The United States will be isolated within three years from this date if the blowhards from the woolly constituencies are not suppressed. You need a broncho buster in the Senate and a donkey muzzler in the House.
When a boycott is started by the countries south of the Union your enemies in Europe will begin to act. It is not a question of commerce but of common sense. I repeat what Lincoln said in 1862: "The times are dark and the spirits of ruin are abroad in all their power."
My message to Congress is: See that fifty thousand troops are stationed permanently near the District of Columbia.
My message to the Governors of New York, Pennsylvania and Illinois is: Get ready! The troops on the borders of Texas, New Mexico and Arizona are inadequate. The fortifications of the Panama and at San Diego and San Pedro are inadequate. You are in the same condition the French were in previous to 1789, when the motto was, "After us the Deluge." The Deluge came but it did not consist of water.
Our foes of the old Germany and the new Russia count on crippling the United States through South America, with the aid of Japan; but he who delivers the first blow will be the victor.
The Germans still believe they can eventually invade France, enter Paris and cause a revolution, found a new empire to include France, Belgium, Holland and Switzerland, with Italy later on. This dream includes a practical understanding with Soviet Russia, which, by that time, they expect would be weary of futile experiments. Plots will be exposed that will make it apparent how vain some of your optimistic surmises have been. Diplomats who are not psychologists will be balked by developments in Switzerland, that nation having become the rendezvous of disillusioned wire-pullers without a country.
You are now at the cross roads. Take the wrong turning and you will come to the skull and cross bones.
I could say much more but we are not yet experts in this new mode of inter-communication and must be brief.
GENERAL U. S. GRANT.
(Second Message)
Recorded May Third, 1921
I concur with Alexander Stephens when he says: "Congress has never been so supine and so serpentine."
Millions are sent to the people of distant countries in no way related to our Government or people, and yet Congress permits thousands of veterans of the great war to continue in a state of neglect, suffering and humiliation.
Do the authorities believe that when the day of trial arrives the friends and relatives of these veterans will hurry to volunteer for active service? The country is being fascinated by incidents and events in far-off regions, and the tragic conditions at home have entered a chronic stage.
There are too many old men in Congress--men who never did more than fight grasshoppers or watch a game of football from reserved seats.
We do not like the looks of the President's pronunciamento. It contains too many side issues. He is making Mr. Wilson's mistake of being verbose. Mr. Wilson tried to hypnotize Europe; the Senate is trying to hypnotize Mr. Harding. Popularity breeds as much contempt as familiarity. No President can ever succeed in conciliating all classes, sections and parties.
The politicians of Buenos Ayres have now spoken as I predicted in my first message. They have attacked Mr. Harding for his speech on Pan-Americanism, all which goes to prove that the President is repeating for South America Mr. Wilson's blunders in France.

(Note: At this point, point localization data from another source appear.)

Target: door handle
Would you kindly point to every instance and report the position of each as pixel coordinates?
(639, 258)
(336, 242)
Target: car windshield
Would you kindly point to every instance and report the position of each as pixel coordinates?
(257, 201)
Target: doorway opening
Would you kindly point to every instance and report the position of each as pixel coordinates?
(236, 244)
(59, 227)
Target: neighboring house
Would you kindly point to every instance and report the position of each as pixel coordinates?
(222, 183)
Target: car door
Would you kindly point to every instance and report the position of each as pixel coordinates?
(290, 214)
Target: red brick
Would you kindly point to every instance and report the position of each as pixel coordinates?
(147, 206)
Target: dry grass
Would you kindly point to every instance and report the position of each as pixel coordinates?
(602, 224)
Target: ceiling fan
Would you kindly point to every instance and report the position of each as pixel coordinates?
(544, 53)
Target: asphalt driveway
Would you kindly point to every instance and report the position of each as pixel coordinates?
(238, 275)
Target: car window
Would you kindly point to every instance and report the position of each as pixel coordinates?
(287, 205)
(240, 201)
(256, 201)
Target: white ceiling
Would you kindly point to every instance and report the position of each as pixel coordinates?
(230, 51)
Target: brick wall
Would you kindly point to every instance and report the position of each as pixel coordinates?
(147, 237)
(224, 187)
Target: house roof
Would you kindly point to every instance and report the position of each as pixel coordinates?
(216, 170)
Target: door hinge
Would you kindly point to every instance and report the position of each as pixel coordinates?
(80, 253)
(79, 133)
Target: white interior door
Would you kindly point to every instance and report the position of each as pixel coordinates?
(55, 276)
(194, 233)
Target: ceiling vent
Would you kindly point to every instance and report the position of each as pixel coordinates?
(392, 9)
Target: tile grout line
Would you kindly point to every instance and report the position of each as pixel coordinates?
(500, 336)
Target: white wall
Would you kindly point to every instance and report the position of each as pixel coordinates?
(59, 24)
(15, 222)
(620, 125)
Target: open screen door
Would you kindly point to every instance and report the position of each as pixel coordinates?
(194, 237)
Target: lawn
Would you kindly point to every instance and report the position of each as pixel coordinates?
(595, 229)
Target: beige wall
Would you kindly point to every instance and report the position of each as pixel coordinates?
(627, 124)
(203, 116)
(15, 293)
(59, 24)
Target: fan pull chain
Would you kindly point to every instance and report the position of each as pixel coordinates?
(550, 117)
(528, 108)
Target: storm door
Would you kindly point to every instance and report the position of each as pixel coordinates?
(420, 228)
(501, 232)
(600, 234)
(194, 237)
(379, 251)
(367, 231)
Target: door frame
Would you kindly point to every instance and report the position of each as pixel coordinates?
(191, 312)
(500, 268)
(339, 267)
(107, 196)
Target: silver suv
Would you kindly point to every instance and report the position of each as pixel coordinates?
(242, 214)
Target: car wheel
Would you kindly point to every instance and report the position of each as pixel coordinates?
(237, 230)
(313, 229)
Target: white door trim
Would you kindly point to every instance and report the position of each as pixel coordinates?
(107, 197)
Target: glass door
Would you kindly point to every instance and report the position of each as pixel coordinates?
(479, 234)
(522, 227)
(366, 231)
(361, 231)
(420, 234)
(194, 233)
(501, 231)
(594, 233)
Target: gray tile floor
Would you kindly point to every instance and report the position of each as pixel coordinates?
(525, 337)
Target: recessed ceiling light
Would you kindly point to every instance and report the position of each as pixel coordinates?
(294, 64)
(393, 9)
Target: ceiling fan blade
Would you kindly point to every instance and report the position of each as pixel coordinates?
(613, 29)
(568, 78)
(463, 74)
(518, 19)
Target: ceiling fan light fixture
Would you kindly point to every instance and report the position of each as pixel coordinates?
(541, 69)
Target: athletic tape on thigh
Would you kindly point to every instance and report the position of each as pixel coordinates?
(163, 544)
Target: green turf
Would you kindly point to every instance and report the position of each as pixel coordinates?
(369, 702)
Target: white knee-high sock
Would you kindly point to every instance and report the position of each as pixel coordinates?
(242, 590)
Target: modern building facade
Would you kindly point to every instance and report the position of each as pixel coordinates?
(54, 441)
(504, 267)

Remember what Lincoln said to Judge Whitney:--
"Those fellows think I don't see anything, but I see all around them. I see better what they want to do with me than they do themselves."
The politicians of South America see better what the President wants to do with them than he does himself.
The administration will face a critical period in the early fall. There will be a break in the dominant phalanx. A social and political readjustment will compel mediation in quarters the most unexpected.
The new political and commercial dispensation for the English-speaking countries will begin on September twenty-second at two P.M.
THOMAS JEFFERSON
Few politicians understand the difference between scene-shifting and progress. Things shift, new names are applied, but the vicious circle continues.
I see no evidence that human nature has changed since my time, in this or any other country.
If the Republican Ship of State is leaking, the Democratic craft is drifting without sail or rudder. What your statesmen fail to understand is that progress is not induced by force but by free will. New political planks rammed into your platforms against the wishes of the majority are without significance. The phrase, "The Solid South," which meant something vital at one time, has no meaning in these days of quick change and movie-show influences.
Democracy, in some sections, is a matter of climate. If you have come to a point where science and sentimentality are engaged in a drastic war, then the Democratic phalanx must undergo some rude changes.
The Democratic tail wagged the Republican dog for some time, but that curious spectacle has lost its hold on public interest. It is not now a question of one end wagging the other, but who will wag both. If Republicans stand for crude force, and Democrats for antebellum sentimentality, both are doomed together.
In the South, Democracy means politics at the polls, aristocracy in the parlor. In the North, Republicanism means the aristocracy of wealth.
However, your conception of social equality is undergoing modification.
In Washington's time the slogan was revolution; in Lincoln's time it was abolition; in your time it is prohibition, which reminds me that laws passed in haste bring long periods of repentance.
Effective effrontery is the result of courageous ignorance, for millions are more easily influenced by illusive promises than by the lessons of experience.
Modern civilization has hurried to meet four deadly things--riches, pleasures, materialism and war. But the tortoise is a better example of progress than the hare fleeing before the greyhound.
ELIZABETH CADY STANTON
It appalls the normal mind to stop and consider the criminal blunders made by the educated Prussian and the educated Englishman prior to 1914. No statesman had the vision to see what was going to happen to the man-made world.
Since it is a question of intuition and feeling versus cold reason and business logic, let us see which side is the more vital and all-enduring. Let us consider for a brief space what it is that influences people. Let us consider the influence exerted by the arts. What is music? Emotion created by sound vibrations. What is dramatic acting? Emotion created by vocal vibrations combined with gesture and physical movement. Has anyone ever witnessed automatic acting that left a profound impression?
Orators become famous when they unite deep feeling with knowledge. But what gives expression? The power of awakening emotion in others. Feeling is always more convincing than intellect. Intellect is full of theories, notions and superstitions. But where you find deep feeling combined with knowledge, you will find reason directed by qualities which pass through the surface and attain the heart-throbs of the real.
There are many kinds of emotion. There is the hard emotion of anger, the confused emotion of fear, the painful emotion of jealousy, the indescribable emotion of despair, the radiant emotion of joy. But the greatest emotion of all is that of knowledge united to feeling.
Men, as a rule, speak of emotion as a weakness, and they confuse it with impulse--a very different thing. Impulse is often the result of weak nerves, uncontrolled by the will; but we must not confuse it with the emotional quality which underlies all great achievement in art, literature, philosophy and personality. The more impulsive the individual is, the more primitive the reasoning faculty.
English and American business men are limited in general knowledge. I have never been able to discover any distinctive difference between the two. In France and Italy many business men are able to discuss art, literature and music on the same level with the masters. The Latin races and the Celtic races possess a culture that can be traced back for two or three thousand years, but Anglo-Saxon culture only to the time of the Saxon invasion. The Anglo-Saxons were the mushrooms of our civilization. They were a stolid business people who lacked creative genius.
The outstanding intellect of England today is Celtic. The Scotch, the Irish and the Welsh combine emotion and power with tenacity of purpose, and it is this Celtic element that keeps America in the front rank of nations.